Why do we keep trying to “educate the people,” even if it doesn’t work? That’s the question in my mind as our Environmental Engagement class discusses three different models of environmental communication this coming week:
- The deficit model, perhaps the default model in environmental communication, which assumes our primary goal is to combat a deficit of environmental knowledge (more bluntly, ignorance), and in so doing to motivate appropriate actions.
- The framing model, a step above the deficit model in sophistication, where you are still trying to raise awareness and motivate action, but via a culturally appropriate frame sensitive to your audience.
- The dialogic model, where (shock!) environmental communication is a two-way street, and where perhaps both of you change your minds in the process.
No matter how many reams of scholarly research suggest limitations in the deficit model (see that linked page above), it still seems to be taken for granted as environmentalists decide how to engage with their fellow humans. What are these limitations? Certainly there are lots of ways in which public knowledge is not up to what we’d like it to be. But, surprise!, most people are so inundated with facts—many of them contradictory—that they tend to turn down the volume, and even when they acquire new knowledge there’s no guarantee at all that this will result in changes in action, for a variety of intuitive reasons.
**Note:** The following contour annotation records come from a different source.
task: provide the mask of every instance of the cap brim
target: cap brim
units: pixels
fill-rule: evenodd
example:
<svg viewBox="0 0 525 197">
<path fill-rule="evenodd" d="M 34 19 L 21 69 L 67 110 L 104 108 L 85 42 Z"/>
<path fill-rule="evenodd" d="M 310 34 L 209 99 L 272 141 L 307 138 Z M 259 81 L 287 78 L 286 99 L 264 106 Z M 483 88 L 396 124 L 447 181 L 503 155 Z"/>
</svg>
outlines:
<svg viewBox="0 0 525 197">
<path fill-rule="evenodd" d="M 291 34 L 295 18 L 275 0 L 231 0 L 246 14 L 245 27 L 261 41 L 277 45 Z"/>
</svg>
A provisional answer to my question: perhaps the whole notion of “educate the people” is ubiquitous, far bigger than just environmental outreach—go ahead and Google it, and you’ll see all sorts of results. And maybe this notion is more about reinforcing our own social identities (as the people with the facts, whatever those facts may be) than doing effective communication…because there’s plenty of evidence that it’s not the latter.
The featured image for this post comes from the 2011 Brunei Press calendar, one of countless examples of environmental outreach, in this case designed
to educate the people of the facts about the Global environmental situation through images / illustrations.
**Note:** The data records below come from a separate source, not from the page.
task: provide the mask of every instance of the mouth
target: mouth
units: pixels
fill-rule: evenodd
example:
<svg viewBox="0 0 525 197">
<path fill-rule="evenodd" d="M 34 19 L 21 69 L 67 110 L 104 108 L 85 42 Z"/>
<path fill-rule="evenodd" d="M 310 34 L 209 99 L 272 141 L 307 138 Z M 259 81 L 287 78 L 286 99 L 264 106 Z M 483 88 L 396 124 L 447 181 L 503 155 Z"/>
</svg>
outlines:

The facts in this case include e.g.
It takes 500 years for plastics and aluminium cans to break down
or
The 20th century was the warmest century of the last 1000 years
I’d be curious: who purchased this calendar and put it up on their wall? Possibly those who, by this action, reinforced how they view themselves, i.e., as people with environmental knowledge and concern, and people who are taking action on these concerns.
There’s nothing sinister about all this; it is not some conspiracy of misinformation. I suspect that if we looked carefully at the environmental knowledge being propagated via deficit-model forms of communication, it would be mostly correct. The point is that it’s not effective, and perhaps more to the point of environmental engagement, it presumes a one-way flow of information from us to them.
What we’re doing in our ENVS Program is different: we don’t presume that everyone possesses equal expertise, but we do presume that everyone is worth listening to, and maybe in those more dialogic forms of interaction we can witness more lasting change on both sides.